Duplicate content and robots.txt - need clarification - Google Search and SEO forum at WebmasterWorld - WebmasterWorld

Forum Moderators: Robert Charlton & goodroi

Message Too Old, No Replies

Duplicate content and robots.txt - need clarification

kvegas

8:25 pm on Nov 28, 2007 (gmt 0)

10+ Year Member

Good afternoon,

I have been trying to learn more about SEO pratices to promote web site but there is one area that I can't get clarity. Currently advertiser with a firm who I am told use duplicate content to promote and bring traffic, explain to me :

The most common way to block the search engines is by use of a “robots.txt” tag in the root directory of your web site. The robots.txt file is primarily used to tell the search engines where they can and cannot go.
# go away
User-agent: *
Disallow: /
Simply put, User-agent is the name the search engine calls itself when it requests information from your site (”*” = any). So in other words all search engines need to pay attention to what follows. “Disallow” should be obvious, and “/” is the root directory of the web server (and by default anything below).

Have a associate who disputes this and ask the following of me to which I am hoping to get answers to the following

1.) What directory do they put that in?
2.) How can they do that if they exclude the site from getting crawled?

Just wanting to see if I stay the current course or if it's better to move away from this duplicate content all together?

tedster

8:43 pm on Nov 28, 2007 (gmt 0)

WebmasterWorld Senior Member

10+ Year Member

Hello kvegas, and welcome to the forums.

Robots.txt is a standalone file called, naturally enough, robots.txt.
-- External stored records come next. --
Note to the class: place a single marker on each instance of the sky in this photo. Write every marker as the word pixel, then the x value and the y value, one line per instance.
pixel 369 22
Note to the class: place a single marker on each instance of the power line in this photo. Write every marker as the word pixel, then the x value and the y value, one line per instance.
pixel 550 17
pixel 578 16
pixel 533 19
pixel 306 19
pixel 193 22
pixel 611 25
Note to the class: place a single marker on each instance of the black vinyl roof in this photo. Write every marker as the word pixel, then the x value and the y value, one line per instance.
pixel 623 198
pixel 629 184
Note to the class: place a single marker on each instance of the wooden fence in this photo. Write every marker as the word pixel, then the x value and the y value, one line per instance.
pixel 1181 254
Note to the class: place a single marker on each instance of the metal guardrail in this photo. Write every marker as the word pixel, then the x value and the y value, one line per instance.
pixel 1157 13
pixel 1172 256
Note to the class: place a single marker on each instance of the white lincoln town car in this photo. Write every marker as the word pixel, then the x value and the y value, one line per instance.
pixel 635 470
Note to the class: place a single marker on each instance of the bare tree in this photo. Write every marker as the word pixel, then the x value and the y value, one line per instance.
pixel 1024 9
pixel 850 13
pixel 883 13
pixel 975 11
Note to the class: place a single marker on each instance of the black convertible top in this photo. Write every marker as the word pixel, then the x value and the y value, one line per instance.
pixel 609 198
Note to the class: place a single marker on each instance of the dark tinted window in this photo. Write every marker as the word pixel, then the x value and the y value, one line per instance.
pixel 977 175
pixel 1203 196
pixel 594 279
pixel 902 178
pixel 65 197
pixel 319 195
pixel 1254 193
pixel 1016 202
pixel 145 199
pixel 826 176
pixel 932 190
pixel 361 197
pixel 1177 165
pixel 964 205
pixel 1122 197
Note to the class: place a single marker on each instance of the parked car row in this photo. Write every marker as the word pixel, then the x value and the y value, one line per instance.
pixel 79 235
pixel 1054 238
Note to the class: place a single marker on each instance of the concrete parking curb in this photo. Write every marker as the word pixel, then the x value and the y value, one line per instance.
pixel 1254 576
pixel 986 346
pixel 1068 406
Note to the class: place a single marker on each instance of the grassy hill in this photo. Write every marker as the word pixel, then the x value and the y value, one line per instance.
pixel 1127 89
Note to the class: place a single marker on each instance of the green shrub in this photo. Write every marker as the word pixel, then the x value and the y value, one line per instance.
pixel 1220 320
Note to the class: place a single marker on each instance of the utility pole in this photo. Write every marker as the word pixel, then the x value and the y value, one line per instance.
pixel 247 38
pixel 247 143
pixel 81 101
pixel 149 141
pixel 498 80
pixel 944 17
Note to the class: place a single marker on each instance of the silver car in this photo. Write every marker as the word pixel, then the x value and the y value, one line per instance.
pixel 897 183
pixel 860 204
It is placed in the root directory of the domain and tells spiders where they should not index. So yes, if you intentionally create duplicate or near duplicate pages for marketing purposes, it's a good idea to only allow one version to be indexed.

While a full discussion of robots.txt syntax is better suited for our robots.txt forum [webmasterworld.com], you don't need to disallow the entire site. You can build rules in robots.txt that will disallow only one directory or even only one url. Takeing even further, Google supports pattern matching wild card rules, too, even though wild cards are not currently part of the robots.txt standard. In your Webmaster Tools account, Google offers tools to help you validate your robots.txt file and make sure that your rules actually do what you intend.

There's also another way to restrict indexing of any given page - use a robots meta tag in the url's <head>.

g1smd

1:24 am on Nov 30, 2007 (gmt 0)

WebmasterWorld Senior Member

10+ Year Member

Top Contributors Of The Month

There is some thinking that using robots.txt might not be the best way to handle the duplicate content issue, because the URLs that are blocked from spidering can still acquire PR from inbound links pointing to that URL, and that that PR is therefore "wasted".

There is also the issue of "dangling URLs". I have been mulling these issues for a little while, but several bloggers have now published some very convincing articles in recent weeks on this subject.

g1smd

1:31 am on Nov 30, 2007 (gmt 0)

WebmasterWorld Senior Member

10+ Year Member

Top Contributors Of The Month

Disallow: /

This disallows any URL that starts with "/" and therefore disallows every URL on the entire site.